The photographs and videos above show the entrance to the old tramway underpass, it shows the type of steep slope I reversed down and it 'almost' matches my description above, as in the angle of road seems similar and it resides in a similar approximate location.
Yet it still does not seem right...
These pictures show that the entrance is very much 'open' to public view, not discretely hidden behind gates, and it is not sealed with strong Blast style Doors, nor does it open up to a wide 'Football pitch' size area. The tunnels shown are very high but narrow, the area I saw that day was both very high and very wide.
Compare the photographs, notice the double deck Tram descending at an angle in 1952, now compare the height of the tunnel entrance as it is today, is it just me or does the entrance not look high enough to allow a high Tram to enter?
One thing that I ask myself about it is, "Did the twin deck Trams actually travel as far below the ground as we were taken?",
If so, then did they have power to climb such a steep incline to get back out? The internal tunnel incline I drove down was even steeper than the external ramp, and the modern day Ambulance I was driving struggled to climb it!
Evidently between 1974 and 1984, part of the Holborn Tram Stop was used as the 'London Flood Defense Centre' which was later moved to the new Thames Barrier. This would explain the activity below ground, but if this was the same tunnel that I entered in 1982,
then why did I not see it?, and why was everything so secretive with our patient and hospital run?
If you are interested in the closed and disused stations of the underground railway, or parts of London that are now hidden from public view, then more information and photographs about the Kingsway Tram Underpass and other Deep Shelters can be found at the following website..
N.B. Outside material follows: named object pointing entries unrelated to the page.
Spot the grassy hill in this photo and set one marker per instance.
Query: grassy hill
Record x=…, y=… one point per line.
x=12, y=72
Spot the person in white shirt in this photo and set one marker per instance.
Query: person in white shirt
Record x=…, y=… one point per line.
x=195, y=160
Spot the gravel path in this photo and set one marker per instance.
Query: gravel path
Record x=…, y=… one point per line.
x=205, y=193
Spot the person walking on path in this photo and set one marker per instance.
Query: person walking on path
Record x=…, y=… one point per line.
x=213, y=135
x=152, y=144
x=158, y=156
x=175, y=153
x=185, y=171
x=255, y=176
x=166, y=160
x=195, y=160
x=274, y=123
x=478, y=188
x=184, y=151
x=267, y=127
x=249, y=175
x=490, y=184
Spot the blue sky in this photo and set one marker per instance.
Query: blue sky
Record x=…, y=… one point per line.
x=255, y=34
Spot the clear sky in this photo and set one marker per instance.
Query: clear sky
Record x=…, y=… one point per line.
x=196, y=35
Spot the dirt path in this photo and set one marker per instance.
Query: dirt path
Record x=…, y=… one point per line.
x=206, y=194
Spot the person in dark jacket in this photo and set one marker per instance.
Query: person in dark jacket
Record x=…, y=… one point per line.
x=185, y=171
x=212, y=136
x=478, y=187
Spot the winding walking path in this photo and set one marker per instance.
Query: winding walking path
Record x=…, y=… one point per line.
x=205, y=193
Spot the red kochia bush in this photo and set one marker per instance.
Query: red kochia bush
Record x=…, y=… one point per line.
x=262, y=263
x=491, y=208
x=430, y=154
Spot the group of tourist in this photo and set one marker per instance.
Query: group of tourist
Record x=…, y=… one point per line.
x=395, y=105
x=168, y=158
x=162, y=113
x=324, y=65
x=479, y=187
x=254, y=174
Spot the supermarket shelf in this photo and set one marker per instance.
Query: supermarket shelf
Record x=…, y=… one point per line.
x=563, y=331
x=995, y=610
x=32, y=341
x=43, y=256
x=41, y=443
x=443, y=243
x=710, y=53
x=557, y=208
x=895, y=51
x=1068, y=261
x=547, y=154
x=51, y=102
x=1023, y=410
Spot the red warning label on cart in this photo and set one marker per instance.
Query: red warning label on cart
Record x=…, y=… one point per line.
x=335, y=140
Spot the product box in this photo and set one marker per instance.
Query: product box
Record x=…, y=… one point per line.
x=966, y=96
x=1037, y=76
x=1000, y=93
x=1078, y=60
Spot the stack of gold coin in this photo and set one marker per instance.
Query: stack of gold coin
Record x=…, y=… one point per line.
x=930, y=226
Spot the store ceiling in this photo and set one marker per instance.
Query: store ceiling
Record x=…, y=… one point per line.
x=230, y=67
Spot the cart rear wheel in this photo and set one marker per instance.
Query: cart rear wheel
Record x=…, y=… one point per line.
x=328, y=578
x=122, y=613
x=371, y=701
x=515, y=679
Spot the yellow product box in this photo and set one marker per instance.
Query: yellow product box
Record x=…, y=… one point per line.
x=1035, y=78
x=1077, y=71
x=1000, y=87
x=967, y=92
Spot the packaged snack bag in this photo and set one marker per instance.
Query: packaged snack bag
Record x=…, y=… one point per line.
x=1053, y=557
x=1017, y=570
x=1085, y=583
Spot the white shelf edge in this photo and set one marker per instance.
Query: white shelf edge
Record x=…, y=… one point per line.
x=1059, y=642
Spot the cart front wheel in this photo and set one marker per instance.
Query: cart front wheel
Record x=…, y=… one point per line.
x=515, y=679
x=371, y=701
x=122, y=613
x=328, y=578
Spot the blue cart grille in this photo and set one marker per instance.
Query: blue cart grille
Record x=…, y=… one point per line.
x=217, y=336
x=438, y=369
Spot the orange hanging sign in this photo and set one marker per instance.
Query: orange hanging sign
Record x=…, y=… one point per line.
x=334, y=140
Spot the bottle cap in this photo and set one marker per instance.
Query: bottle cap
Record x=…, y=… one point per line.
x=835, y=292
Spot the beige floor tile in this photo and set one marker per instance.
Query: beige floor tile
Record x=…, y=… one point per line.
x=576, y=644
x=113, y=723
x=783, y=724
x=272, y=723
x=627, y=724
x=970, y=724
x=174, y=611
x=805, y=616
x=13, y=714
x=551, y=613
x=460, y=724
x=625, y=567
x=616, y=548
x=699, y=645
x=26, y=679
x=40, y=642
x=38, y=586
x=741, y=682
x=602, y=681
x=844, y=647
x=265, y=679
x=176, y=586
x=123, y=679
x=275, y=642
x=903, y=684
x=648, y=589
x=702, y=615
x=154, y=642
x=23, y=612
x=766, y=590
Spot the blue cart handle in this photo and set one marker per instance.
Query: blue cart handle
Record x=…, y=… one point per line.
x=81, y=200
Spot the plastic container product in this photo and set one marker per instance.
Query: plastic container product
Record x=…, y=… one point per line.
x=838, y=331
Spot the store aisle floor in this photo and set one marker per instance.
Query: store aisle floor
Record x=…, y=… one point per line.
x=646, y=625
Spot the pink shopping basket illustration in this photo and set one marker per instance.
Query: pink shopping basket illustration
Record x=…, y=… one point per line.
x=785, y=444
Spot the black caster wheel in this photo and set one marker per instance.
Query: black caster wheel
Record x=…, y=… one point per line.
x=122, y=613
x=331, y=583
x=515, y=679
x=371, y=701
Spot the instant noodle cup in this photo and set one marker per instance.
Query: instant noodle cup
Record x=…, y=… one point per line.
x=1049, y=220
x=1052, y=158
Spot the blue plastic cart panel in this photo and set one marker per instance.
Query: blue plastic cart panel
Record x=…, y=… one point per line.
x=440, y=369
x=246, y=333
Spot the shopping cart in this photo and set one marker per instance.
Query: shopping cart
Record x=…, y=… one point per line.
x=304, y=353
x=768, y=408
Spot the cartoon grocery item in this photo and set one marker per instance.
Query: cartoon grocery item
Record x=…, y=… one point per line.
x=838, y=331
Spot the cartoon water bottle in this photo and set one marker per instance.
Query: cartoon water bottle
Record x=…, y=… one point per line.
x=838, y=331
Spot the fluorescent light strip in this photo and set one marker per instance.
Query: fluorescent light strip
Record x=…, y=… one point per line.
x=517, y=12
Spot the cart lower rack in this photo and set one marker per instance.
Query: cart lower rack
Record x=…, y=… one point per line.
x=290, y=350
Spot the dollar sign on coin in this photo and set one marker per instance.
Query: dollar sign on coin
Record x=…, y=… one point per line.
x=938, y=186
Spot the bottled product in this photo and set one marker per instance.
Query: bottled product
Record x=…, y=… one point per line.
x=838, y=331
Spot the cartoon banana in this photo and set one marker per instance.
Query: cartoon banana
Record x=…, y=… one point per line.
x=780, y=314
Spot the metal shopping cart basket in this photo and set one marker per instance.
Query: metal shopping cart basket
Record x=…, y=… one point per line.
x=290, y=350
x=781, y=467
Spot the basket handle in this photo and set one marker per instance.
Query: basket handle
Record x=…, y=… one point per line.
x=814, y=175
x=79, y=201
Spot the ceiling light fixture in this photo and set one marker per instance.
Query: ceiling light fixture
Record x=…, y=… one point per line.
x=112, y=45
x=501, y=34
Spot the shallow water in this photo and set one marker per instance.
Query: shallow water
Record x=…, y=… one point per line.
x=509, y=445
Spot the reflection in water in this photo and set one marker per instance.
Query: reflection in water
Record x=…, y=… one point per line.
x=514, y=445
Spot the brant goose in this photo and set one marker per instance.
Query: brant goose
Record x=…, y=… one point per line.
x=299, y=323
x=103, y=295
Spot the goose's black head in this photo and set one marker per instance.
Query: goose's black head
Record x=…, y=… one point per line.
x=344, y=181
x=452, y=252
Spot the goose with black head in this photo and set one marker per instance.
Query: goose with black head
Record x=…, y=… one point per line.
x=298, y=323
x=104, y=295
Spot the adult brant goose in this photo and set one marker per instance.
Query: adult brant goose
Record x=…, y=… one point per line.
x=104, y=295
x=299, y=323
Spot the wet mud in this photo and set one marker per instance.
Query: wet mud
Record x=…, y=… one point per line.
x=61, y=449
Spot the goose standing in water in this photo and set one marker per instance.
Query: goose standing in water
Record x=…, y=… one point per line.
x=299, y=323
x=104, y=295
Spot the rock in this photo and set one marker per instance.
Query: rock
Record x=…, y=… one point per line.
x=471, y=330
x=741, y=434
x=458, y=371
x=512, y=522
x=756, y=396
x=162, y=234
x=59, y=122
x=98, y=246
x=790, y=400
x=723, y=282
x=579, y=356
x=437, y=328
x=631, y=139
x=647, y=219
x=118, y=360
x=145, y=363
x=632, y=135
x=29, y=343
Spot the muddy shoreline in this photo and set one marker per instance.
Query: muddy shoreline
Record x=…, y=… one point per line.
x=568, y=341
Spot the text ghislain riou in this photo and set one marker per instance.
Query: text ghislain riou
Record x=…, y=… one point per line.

So the Kingsway Tram Underpass and its use as the Flood Defence Control could be one possible answer, yet so much seems to differ from what I saw on our night time subterranean escapade in 1982. and the following niggling questions make me doubt it so much.
How does that explain the secrecy we encountered?
Why was there a need of a Doctor & Nurse to be on-site, and why wasn't we allowed to attend the patient?
Why did I not see the Flood Defense Potacabins?
Why was there need for so many people, the floodlighting, the electric tugs?
And where is the 'Football pitch' expanse that I glimpsed in rear view mirrors?
There a far too many inconsistencies. The entrance ramp although similar in angle leading up to the Kingsway, is far too open, not camouflaged and hidden from sight by gates and doorways and nor does it have Blast style protection. The tunnel beyond the entrance is wider and taller than the narrow low almost tube like tunnel I drove in. The rate of descent angle appears far less, surely if a tram had descended that angle its passengers would be falling out of their seats and would have made their journey resemble a Big Dipper ride. From what is shown in the later photographs, the tunnel resembles a construction site, not the almost 'Clinical' clean complex that I saw.
Was this the complex we entered and descended that night, or is there more than one ?
If it was the one, then what 'secret activity' was going down there ?
And if it was not the one, then where on earth is the other one?